Gulf Coast shipping wins big in federal project funding

The Trump administration has allotted $274.3 million in federal money for the Port of Mobile, Alabama, to deepen and widen its channel to take on bigger and heavier ships.

The funds were included in the U.S. Army Corps of Engineers fiscal year 2020 Work Plan, released Monday, from funding authorized in water-resources legislation. Also included was $85.4 million to begin dredging a 260-mile stretch of the lower Mississippi River from Baton Rouge to the Gulf of Mexico — a critical gateway for U.S. agribusiness imports — from its existing 45 feet to 50 feet.

“The completion of this transformative project is expected to [stimulate] immeasurable economic growth and will position Alabama and the Gulf Coast region for success for generations to come,” U.S. Sen. Richard Shelby, R-Ala., said in reference to the Port of Mobile deepening.

The project will expand the port from its current dimensions of 45 feet deep and 400 feet wide by deepening three channels adjacent to the port by 5 feet to a project depth of 50 feet. The project also includes widening the Bay Channel by 100 feet for 3 nautical miles.

“The big shippers that are driving the modernization are our coal and containerized shippers on the deepening and widening, and the petroleum terminal shippers (private terminals) mostly on the widening,” Judith Adams, vice president of marketing at the Alabama State Port Authority, told FreightWaves’ American Shipper last year.

The Port of Mobile ranked 11th in total trade in 2018 among U.S. ports, and ranked third, behind the Port of Houston and the Port of New Orleans, in Gulf Coast container volume, according to the American Association of Port Authorities.
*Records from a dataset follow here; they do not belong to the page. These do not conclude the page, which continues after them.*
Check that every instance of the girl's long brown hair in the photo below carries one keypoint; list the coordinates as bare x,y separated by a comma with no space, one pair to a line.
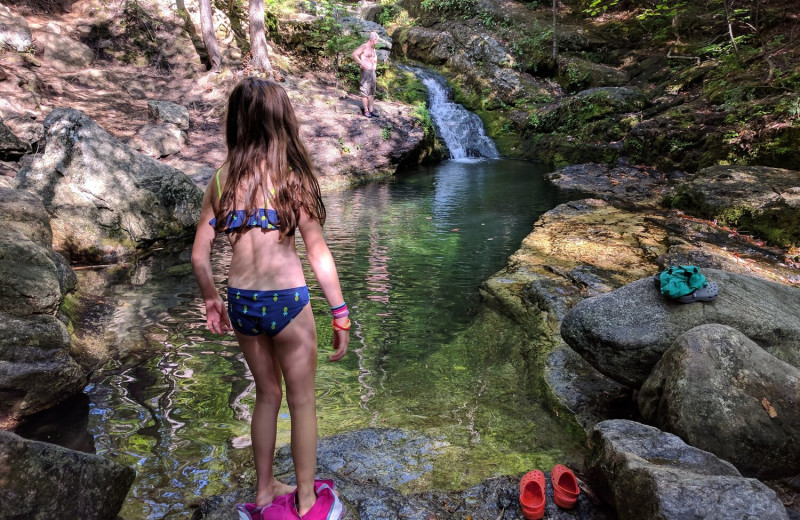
262,135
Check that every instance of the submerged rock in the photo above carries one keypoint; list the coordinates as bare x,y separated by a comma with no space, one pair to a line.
41,481
650,474
721,392
624,333
106,199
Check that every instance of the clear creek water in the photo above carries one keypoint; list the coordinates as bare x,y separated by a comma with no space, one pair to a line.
411,253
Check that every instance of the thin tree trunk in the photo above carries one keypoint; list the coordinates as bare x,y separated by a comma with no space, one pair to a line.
209,35
730,31
259,59
555,39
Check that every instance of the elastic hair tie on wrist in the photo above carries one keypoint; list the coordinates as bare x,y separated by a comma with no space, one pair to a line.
346,327
341,311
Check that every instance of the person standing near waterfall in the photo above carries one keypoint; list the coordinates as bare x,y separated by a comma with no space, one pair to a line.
367,59
262,195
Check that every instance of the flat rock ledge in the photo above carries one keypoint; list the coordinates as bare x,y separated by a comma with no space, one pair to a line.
589,247
647,473
370,465
39,480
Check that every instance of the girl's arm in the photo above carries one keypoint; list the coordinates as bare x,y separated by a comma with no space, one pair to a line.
321,260
216,315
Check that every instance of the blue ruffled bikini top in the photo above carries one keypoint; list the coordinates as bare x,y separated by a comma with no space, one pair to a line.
265,218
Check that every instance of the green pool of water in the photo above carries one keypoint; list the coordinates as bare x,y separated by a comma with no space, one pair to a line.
411,253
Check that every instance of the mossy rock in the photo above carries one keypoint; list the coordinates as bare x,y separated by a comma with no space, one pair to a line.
757,199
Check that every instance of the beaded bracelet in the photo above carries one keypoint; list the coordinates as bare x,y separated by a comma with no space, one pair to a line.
341,311
340,327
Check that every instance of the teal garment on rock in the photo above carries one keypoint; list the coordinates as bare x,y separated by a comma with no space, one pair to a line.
680,280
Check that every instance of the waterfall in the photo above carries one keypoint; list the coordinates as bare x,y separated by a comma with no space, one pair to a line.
461,130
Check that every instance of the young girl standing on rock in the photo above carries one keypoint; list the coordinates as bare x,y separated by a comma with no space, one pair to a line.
265,191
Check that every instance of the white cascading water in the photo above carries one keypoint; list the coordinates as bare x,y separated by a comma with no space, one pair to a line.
461,130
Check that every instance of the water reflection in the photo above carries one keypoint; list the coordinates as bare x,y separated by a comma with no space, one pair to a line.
411,253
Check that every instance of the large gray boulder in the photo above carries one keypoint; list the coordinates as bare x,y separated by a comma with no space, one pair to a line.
36,370
43,481
646,473
159,140
11,146
624,333
14,30
64,53
368,466
758,198
105,198
482,61
715,389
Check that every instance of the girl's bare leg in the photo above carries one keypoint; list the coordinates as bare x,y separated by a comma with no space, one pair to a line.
260,356
296,350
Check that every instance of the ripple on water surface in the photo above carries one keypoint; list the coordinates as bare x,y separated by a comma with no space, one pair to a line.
411,253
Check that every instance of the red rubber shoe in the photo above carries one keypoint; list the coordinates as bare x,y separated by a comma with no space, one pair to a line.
531,495
565,487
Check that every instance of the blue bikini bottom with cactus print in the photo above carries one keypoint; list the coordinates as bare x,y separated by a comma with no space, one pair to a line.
265,312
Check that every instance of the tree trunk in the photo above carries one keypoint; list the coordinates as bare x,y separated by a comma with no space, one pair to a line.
555,39
259,59
209,35
730,31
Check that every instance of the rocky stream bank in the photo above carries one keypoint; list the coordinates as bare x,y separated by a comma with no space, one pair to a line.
66,111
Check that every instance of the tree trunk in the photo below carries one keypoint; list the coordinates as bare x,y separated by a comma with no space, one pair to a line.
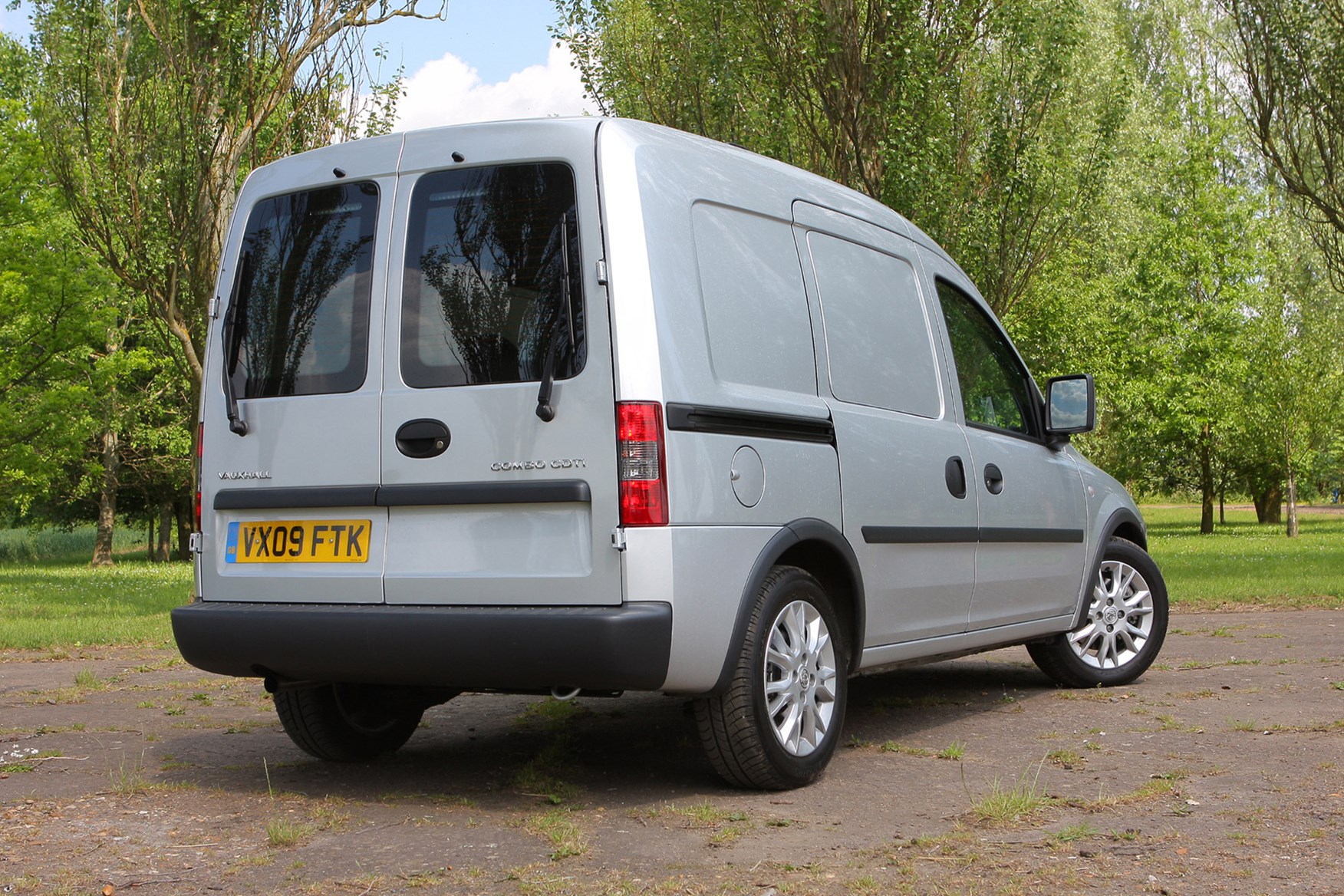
1268,500
183,511
164,547
107,499
1206,483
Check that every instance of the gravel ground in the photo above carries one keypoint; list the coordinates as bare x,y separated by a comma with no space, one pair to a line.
1219,772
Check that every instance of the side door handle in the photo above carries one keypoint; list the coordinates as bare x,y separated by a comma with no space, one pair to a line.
993,479
423,438
954,475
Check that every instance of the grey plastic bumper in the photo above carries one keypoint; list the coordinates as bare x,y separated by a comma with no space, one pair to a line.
623,647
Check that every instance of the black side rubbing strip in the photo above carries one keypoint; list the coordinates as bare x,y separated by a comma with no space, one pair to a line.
1049,536
547,492
550,492
920,534
298,497
964,534
693,418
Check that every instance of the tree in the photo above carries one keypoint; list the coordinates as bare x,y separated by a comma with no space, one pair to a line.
1290,57
57,305
151,110
1296,380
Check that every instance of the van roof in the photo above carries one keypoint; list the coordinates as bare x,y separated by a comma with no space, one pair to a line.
636,133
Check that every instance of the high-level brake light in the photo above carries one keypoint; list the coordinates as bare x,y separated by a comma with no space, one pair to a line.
641,464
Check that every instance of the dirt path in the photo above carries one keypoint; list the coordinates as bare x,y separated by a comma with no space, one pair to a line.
1220,772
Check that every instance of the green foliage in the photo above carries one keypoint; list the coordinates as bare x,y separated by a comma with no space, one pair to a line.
1290,54
58,604
990,124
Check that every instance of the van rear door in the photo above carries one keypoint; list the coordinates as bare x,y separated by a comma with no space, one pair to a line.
493,312
289,464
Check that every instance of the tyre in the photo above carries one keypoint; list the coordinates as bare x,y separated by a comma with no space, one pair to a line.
347,723
779,720
1124,626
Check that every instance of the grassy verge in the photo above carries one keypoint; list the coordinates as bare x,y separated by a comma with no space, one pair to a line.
1245,563
50,598
54,604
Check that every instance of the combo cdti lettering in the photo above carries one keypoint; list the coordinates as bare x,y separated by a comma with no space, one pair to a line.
593,406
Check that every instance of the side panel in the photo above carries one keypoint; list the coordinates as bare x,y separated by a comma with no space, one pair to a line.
1033,523
503,547
700,572
913,536
296,441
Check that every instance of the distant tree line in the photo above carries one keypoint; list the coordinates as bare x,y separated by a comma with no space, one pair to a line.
1147,189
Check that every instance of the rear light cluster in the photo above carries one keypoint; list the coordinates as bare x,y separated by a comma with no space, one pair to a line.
200,453
641,464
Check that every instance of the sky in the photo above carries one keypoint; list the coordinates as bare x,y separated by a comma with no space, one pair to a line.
488,61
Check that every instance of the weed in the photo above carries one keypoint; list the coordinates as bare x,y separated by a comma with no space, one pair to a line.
130,778
557,826
1082,831
954,751
891,746
87,680
1008,804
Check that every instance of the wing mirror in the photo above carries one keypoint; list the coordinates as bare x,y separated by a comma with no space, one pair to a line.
1070,406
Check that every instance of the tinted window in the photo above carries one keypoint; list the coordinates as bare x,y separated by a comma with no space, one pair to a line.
301,296
486,296
878,341
995,388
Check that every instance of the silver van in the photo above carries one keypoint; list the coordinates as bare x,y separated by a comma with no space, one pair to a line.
588,406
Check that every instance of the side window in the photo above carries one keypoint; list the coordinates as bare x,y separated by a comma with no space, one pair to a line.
995,388
301,295
492,282
878,339
756,309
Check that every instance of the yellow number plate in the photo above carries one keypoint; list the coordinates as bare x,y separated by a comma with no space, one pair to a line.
298,542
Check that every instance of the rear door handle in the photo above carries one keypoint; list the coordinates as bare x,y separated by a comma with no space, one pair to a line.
423,438
954,475
993,479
U.S. Rep. Steve Scalise, R-La., noted that the lower Mississippi River “has an unprecedented impact on our national economy, global competitiveness, and American job creation. Modernizing our infrastructure and deepening the river to 50 feet will help strengthen Louisiana’s dominance in domestic and international commerce.”

Deepening the lower portion of the river is considered critical for agriculture exports — particularly soybeans. Exports out of the Gulf of Mexico account for 60% of all U.S. soybean exports, according to the Soy Transportation Coalition (STC).

Research conducted by STC in 2018 found that shipping costs for soybeans from Mississippi Gulf export terminals would decline 13 cents per bushel, or $5 per metric ton, if the lower Mississippi River were dredged to 50 feet. “A deeper river will allow both larger ships to be utilized and current ships being utilized to be loaded with more revenue-producing freight,” STC noted.

The deepening would also benefit the Port of South Louisiana, which oversees a 54-mile stretch of the river north of the Port of New Orleans and is the country’s largest port by overall cargo tonnage.

Separately, the port received on Feb. 11 a $13.4 million grant from the U.S. Department of Transportation’s Port Infrastructure Development Program for improvements at its Globalplex Intermodal Terminal.

“These upgrades will complement projects currently underway, including dock reinforcement and new mobile harbor cranes, and stimulate nearby industrial development by allowing the dry storage and transloading of various construction materials,” the port said in a statement.